Bob,thank you very much,exactly my point

-- Bert

View GOOD LUCK TO ALL's profile


418 posts in 510 days

#14 posted 12-25-2013 07:24 PM

Look at the silver lining Bert, now you know what to look for when ordering a switch. Next time you will make sure it says magnetic.
I thank you for sharing your mistake to learn the rest of us. At least now I know what to look for.
As far as the switch fitting the saw, I think you made the wrong assumption.
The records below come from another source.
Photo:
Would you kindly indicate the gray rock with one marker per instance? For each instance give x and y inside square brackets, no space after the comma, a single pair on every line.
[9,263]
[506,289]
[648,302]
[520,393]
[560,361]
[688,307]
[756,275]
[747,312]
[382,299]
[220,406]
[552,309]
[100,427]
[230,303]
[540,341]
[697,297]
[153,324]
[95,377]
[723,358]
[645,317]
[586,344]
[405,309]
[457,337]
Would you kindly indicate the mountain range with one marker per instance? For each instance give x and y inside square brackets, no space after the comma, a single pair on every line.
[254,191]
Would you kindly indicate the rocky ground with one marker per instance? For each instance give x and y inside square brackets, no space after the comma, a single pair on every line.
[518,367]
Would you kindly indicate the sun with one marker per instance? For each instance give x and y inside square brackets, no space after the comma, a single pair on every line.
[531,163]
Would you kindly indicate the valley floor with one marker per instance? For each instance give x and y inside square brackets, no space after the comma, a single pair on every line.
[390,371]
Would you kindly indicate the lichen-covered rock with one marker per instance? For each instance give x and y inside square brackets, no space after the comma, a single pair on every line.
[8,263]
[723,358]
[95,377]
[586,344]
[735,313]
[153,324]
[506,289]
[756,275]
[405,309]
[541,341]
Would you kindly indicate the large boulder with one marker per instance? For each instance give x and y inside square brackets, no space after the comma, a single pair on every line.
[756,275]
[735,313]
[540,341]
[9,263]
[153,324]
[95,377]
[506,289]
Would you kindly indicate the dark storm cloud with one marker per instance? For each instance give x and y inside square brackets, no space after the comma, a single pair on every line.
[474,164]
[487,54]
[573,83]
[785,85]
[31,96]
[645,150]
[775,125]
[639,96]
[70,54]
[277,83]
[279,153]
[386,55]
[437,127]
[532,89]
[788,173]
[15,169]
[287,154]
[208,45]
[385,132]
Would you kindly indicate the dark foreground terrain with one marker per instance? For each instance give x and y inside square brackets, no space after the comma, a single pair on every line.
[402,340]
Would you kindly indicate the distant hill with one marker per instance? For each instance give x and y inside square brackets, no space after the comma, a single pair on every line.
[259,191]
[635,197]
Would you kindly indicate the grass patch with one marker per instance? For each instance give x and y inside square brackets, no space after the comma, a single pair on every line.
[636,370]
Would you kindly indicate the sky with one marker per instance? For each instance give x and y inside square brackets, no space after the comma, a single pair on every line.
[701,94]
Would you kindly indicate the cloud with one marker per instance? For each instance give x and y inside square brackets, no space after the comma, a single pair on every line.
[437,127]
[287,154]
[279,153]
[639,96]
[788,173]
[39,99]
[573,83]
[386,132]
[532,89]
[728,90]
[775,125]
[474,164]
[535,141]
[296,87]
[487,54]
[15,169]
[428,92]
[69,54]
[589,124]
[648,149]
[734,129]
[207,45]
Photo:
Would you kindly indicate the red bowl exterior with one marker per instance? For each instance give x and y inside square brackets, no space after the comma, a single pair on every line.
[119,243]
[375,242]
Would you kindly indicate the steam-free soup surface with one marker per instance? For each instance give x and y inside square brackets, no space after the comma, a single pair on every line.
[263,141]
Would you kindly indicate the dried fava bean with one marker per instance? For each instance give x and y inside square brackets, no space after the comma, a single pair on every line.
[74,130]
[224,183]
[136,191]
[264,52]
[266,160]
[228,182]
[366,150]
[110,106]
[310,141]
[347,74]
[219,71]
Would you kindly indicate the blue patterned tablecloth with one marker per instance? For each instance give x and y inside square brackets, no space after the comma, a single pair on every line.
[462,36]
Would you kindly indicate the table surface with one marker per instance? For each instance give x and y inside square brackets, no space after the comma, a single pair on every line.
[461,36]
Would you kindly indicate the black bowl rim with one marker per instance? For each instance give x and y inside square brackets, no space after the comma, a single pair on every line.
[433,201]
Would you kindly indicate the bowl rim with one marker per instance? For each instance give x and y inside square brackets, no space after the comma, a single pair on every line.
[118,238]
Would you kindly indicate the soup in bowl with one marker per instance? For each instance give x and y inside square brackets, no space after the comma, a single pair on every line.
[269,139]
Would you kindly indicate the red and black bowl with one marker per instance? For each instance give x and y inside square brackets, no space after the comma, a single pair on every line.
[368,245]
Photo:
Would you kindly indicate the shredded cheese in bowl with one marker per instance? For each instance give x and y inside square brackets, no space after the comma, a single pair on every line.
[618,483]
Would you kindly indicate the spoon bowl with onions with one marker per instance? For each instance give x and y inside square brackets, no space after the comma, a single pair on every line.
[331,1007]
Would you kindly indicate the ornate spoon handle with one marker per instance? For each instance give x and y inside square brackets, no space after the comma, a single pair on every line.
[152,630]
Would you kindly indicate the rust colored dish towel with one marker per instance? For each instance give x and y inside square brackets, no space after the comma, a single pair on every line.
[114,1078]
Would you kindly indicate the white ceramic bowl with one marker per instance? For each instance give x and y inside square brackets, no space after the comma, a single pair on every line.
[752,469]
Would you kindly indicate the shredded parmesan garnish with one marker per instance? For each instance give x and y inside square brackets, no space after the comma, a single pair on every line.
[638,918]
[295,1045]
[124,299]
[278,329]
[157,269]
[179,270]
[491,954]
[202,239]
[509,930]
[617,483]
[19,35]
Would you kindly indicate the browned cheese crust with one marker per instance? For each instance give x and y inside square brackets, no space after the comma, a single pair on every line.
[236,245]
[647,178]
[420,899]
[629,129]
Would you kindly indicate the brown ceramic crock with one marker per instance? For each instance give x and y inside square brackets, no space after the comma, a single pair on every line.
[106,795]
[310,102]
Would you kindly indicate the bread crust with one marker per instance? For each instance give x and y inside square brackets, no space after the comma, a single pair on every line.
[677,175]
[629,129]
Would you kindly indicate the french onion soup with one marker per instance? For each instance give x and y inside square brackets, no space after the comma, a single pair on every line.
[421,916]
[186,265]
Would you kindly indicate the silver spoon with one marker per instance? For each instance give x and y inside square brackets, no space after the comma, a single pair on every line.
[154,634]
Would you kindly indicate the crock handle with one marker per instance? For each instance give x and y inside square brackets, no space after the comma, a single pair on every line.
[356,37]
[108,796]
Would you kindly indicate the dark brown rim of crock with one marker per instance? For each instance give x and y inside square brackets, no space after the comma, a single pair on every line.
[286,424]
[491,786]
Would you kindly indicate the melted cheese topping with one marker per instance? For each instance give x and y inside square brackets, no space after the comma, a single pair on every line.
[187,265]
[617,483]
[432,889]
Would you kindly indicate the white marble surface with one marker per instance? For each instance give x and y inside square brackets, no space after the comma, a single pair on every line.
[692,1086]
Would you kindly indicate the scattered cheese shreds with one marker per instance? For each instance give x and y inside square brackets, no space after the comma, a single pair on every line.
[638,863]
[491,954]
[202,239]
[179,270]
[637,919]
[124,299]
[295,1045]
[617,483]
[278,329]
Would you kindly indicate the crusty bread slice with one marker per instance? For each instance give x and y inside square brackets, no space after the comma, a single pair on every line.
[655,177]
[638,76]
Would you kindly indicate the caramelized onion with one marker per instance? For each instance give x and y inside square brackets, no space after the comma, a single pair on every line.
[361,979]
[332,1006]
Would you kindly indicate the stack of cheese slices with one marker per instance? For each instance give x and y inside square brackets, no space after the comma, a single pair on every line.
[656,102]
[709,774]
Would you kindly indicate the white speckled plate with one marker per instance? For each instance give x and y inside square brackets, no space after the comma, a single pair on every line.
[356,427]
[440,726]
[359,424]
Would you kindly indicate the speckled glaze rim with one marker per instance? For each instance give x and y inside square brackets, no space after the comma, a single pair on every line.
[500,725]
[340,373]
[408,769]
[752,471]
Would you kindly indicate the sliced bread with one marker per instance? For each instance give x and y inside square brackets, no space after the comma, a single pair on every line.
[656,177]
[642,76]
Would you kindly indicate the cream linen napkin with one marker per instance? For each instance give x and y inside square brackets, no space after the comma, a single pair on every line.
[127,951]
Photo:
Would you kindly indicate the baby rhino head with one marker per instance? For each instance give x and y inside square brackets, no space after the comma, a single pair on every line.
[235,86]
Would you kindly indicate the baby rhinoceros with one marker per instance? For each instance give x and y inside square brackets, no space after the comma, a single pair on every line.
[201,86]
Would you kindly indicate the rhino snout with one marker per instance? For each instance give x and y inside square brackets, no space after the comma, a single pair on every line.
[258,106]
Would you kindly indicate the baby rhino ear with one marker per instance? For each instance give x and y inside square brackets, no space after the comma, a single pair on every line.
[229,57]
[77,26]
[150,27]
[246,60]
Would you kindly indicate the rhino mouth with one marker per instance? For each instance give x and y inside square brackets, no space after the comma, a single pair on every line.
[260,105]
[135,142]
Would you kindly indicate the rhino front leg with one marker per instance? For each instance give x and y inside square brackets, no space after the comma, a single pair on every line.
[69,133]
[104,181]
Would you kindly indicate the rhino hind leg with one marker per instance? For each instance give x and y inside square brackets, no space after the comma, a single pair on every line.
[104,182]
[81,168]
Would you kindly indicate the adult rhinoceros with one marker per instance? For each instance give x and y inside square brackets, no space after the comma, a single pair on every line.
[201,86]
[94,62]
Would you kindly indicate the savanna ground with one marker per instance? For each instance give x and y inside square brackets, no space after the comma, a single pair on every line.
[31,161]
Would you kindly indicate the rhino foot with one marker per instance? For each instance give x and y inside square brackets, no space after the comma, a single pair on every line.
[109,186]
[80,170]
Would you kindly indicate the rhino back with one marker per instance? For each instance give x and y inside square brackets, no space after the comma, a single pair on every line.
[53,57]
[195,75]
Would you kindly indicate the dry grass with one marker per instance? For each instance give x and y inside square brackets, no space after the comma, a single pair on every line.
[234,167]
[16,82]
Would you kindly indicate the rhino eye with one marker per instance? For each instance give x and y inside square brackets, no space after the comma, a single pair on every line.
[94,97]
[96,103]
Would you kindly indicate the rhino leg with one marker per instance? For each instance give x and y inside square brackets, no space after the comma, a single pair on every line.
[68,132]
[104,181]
I think it would have been noted somewhere as a replacement part for that machine if it had been meant to be.

View distrbd's profile


1362 posts in 1229 days

#15 posted 12-25-2013 08:06 PM

Bert I hope you don’t think of my response as disrespectful but I must disagree with you on your point.
So since Grizzly’s paddle switch looks identical to a magnetic switch sold by others,isn’t it up to you to read what it is you are buying or is it the responsibility of Grizzly to warn you that they are not magnetic switches?
I have that switch and installed it on my old table saw ,never had any doubt what it was and what it wasn’t.

It is no different than using a hand grinder when the switch is on “lock” position for ease of use,it is up to you to make sure to unlock it ,how many times have you seen people plug a hand power tool and the tool start to run because whoever used it last forgot to unlock it.